Ceph - Slow requests are blocked

Discussion in 'Proxmox VE: Networking and Firewall' started by holr, Jun 14, 2019 at 23:12.

  1. holr

    holr New Member

    Joined:
    Jan 4, 2019
    Messages:
    6
    Likes Received:
    0
    Hello,
    I'm receiving the message "slow requests are blocked" several times a day, and I am having trouble :
    identifying the root cause. I have tried various troubleshooting guides, such as:
    https://access.redhat.com/documenta...ml/troubleshooting_guide/troubleshooting-osds
    and
    https://forum.proxmox.com/threads/ceph-slow-requests-are-blocked.48955/

    but, sadly, running through the tweaks (e.g. tuning for SSD performance) and network tests haven't helped me identify or resolve the problem.

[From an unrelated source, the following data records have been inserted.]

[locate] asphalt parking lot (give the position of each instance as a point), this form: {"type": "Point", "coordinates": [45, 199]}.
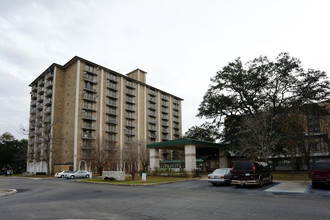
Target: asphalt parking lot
{"type": "Point", "coordinates": [298, 188]}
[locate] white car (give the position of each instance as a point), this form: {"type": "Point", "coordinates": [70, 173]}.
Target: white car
{"type": "Point", "coordinates": [78, 174]}
{"type": "Point", "coordinates": [62, 173]}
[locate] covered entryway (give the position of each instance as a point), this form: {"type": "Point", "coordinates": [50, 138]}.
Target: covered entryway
{"type": "Point", "coordinates": [192, 150]}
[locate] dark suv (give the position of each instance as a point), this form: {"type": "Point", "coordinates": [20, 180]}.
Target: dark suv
{"type": "Point", "coordinates": [251, 173]}
{"type": "Point", "coordinates": [321, 173]}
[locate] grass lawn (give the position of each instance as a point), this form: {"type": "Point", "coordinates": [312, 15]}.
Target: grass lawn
{"type": "Point", "coordinates": [137, 181]}
{"type": "Point", "coordinates": [298, 176]}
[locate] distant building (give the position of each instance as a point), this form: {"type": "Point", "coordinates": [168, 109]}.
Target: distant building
{"type": "Point", "coordinates": [82, 102]}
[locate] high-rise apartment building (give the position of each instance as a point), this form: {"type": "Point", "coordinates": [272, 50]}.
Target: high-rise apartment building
{"type": "Point", "coordinates": [83, 102]}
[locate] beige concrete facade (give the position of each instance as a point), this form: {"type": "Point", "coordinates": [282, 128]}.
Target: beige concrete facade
{"type": "Point", "coordinates": [82, 102]}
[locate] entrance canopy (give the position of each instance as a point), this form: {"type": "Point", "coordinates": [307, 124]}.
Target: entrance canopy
{"type": "Point", "coordinates": [189, 146]}
{"type": "Point", "coordinates": [179, 144]}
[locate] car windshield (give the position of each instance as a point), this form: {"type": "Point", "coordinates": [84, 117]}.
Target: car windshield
{"type": "Point", "coordinates": [219, 171]}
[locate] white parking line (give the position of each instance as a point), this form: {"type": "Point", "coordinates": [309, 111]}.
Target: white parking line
{"type": "Point", "coordinates": [290, 187]}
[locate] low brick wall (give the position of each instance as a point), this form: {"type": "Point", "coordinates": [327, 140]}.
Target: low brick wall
{"type": "Point", "coordinates": [118, 175]}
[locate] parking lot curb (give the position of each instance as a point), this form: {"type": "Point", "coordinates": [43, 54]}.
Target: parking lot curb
{"type": "Point", "coordinates": [7, 192]}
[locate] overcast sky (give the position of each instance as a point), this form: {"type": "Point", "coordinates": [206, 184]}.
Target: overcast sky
{"type": "Point", "coordinates": [180, 44]}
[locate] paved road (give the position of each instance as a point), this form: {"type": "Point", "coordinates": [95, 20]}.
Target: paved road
{"type": "Point", "coordinates": [68, 199]}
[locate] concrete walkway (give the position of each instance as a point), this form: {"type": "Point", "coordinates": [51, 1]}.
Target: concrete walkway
{"type": "Point", "coordinates": [290, 187]}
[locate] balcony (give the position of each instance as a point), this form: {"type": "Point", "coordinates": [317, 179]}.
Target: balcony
{"type": "Point", "coordinates": [130, 124]}
{"type": "Point", "coordinates": [130, 108]}
{"type": "Point", "coordinates": [48, 110]}
{"type": "Point", "coordinates": [89, 107]}
{"type": "Point", "coordinates": [111, 111]}
{"type": "Point", "coordinates": [152, 113]}
{"type": "Point", "coordinates": [152, 92]}
{"type": "Point", "coordinates": [175, 119]}
{"type": "Point", "coordinates": [177, 133]}
{"type": "Point", "coordinates": [49, 84]}
{"type": "Point", "coordinates": [152, 121]}
{"type": "Point", "coordinates": [165, 117]}
{"type": "Point", "coordinates": [130, 92]}
{"type": "Point", "coordinates": [165, 124]}
{"type": "Point", "coordinates": [41, 90]}
{"type": "Point", "coordinates": [111, 129]}
{"type": "Point", "coordinates": [33, 111]}
{"type": "Point", "coordinates": [130, 116]}
{"type": "Point", "coordinates": [49, 75]}
{"type": "Point", "coordinates": [152, 128]}
{"type": "Point", "coordinates": [40, 98]}
{"type": "Point", "coordinates": [111, 121]}
{"type": "Point", "coordinates": [111, 138]}
{"type": "Point", "coordinates": [88, 126]}
{"type": "Point", "coordinates": [112, 77]}
{"type": "Point", "coordinates": [34, 88]}
{"type": "Point", "coordinates": [112, 103]}
{"type": "Point", "coordinates": [41, 82]}
{"type": "Point", "coordinates": [91, 69]}
{"type": "Point", "coordinates": [49, 93]}
{"type": "Point", "coordinates": [165, 97]}
{"type": "Point", "coordinates": [90, 78]}
{"type": "Point", "coordinates": [112, 86]}
{"type": "Point", "coordinates": [112, 95]}
{"type": "Point", "coordinates": [164, 103]}
{"type": "Point", "coordinates": [129, 132]}
{"type": "Point", "coordinates": [90, 97]}
{"type": "Point", "coordinates": [130, 100]}
{"type": "Point", "coordinates": [88, 116]}
{"type": "Point", "coordinates": [130, 84]}
{"type": "Point", "coordinates": [152, 106]}
{"type": "Point", "coordinates": [89, 88]}
{"type": "Point", "coordinates": [34, 95]}
{"type": "Point", "coordinates": [152, 99]}
{"type": "Point", "coordinates": [48, 101]}
{"type": "Point", "coordinates": [88, 136]}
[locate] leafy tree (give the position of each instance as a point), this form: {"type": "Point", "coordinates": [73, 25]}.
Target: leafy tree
{"type": "Point", "coordinates": [205, 132]}
{"type": "Point", "coordinates": [12, 152]}
{"type": "Point", "coordinates": [240, 94]}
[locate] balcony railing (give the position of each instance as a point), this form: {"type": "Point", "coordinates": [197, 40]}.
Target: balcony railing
{"type": "Point", "coordinates": [90, 107]}
{"type": "Point", "coordinates": [90, 78]}
{"type": "Point", "coordinates": [130, 124]}
{"type": "Point", "coordinates": [112, 77]}
{"type": "Point", "coordinates": [112, 86]}
{"type": "Point", "coordinates": [90, 97]}
{"type": "Point", "coordinates": [130, 84]}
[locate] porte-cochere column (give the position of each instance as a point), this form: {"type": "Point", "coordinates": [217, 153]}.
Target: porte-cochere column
{"type": "Point", "coordinates": [190, 157]}
{"type": "Point", "coordinates": [154, 158]}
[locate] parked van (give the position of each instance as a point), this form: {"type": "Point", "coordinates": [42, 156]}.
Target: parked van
{"type": "Point", "coordinates": [251, 173]}
{"type": "Point", "coordinates": [321, 173]}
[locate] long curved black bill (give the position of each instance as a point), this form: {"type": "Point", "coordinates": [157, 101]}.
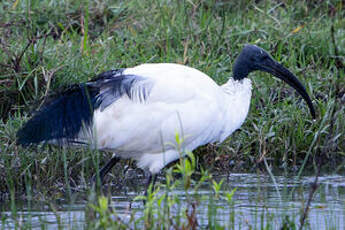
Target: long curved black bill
{"type": "Point", "coordinates": [284, 74]}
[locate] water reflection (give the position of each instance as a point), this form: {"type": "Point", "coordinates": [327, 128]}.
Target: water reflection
{"type": "Point", "coordinates": [257, 201]}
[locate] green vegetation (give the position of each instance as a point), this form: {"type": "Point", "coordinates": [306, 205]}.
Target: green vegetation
{"type": "Point", "coordinates": [46, 45]}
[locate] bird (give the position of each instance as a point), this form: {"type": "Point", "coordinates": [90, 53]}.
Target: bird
{"type": "Point", "coordinates": [136, 112]}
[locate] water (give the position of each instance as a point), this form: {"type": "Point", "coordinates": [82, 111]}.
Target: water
{"type": "Point", "coordinates": [256, 203]}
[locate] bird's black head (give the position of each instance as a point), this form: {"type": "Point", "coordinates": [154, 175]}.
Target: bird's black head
{"type": "Point", "coordinates": [254, 58]}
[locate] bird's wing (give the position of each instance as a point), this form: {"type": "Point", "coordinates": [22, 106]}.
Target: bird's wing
{"type": "Point", "coordinates": [69, 115]}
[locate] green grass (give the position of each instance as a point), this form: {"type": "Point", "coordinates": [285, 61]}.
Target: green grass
{"type": "Point", "coordinates": [46, 45]}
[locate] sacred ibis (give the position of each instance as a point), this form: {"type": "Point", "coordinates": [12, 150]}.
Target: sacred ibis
{"type": "Point", "coordinates": [137, 112]}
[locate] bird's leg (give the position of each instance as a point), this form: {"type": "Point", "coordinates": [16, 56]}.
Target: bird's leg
{"type": "Point", "coordinates": [110, 164]}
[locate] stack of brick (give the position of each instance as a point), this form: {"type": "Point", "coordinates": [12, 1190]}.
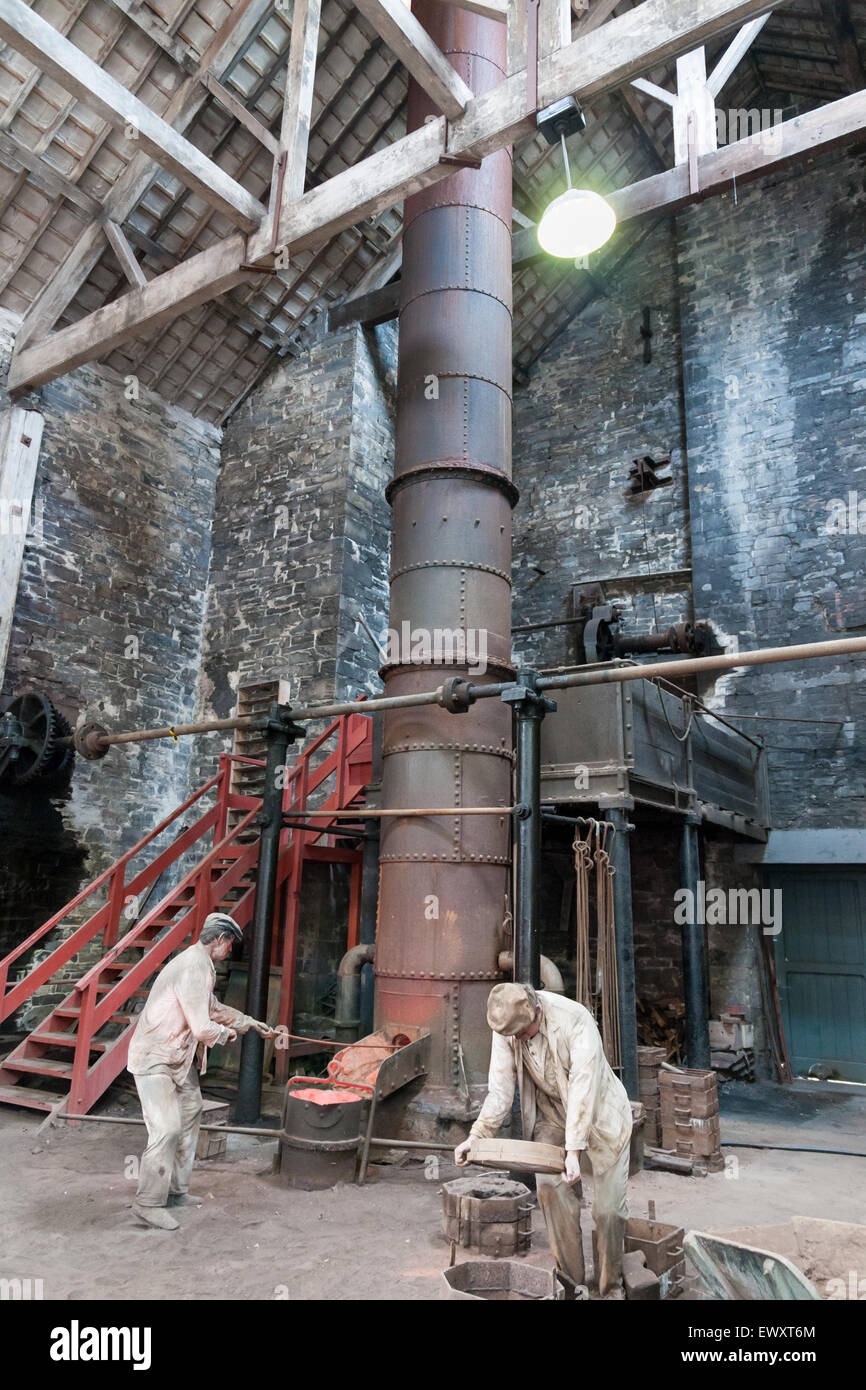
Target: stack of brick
{"type": "Point", "coordinates": [690, 1115]}
{"type": "Point", "coordinates": [649, 1061]}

    I was on Proxmox 5.3 which did not exhibit the issue (unless heavy workloads were underway). I wiped the servers and installed 5.4, used the new Wizard Ceph tools to get up and running.

    Hardware-wise, I'm using four servers, each server has 2 x Intel(R) Xeon(R) CPU E5-2698 v3 @ 2.30GHz, 1TB ram, 5 x Crucial MX300 2TB (two servers have 4 Crucial drives, two have 5). 18 OSDs altogether. Networking-wise, there is a 10gb management network, and a 40gb ceph network for the osds to communicate. I'll be adding a fifth note later (though not to this spec, just for quorum!). Running the network throughput tests as described in the redhat guide shows expected throughput for the 10gb and 40gb networks.

    I'm not running many VMs right now, only 6 or so to get things going (windows AD server, pxe server etc) and a few test workstation VMs. When the cluster has health ok, it works well, but often the slow requests are blocked message appears and causes the few VMs to hang.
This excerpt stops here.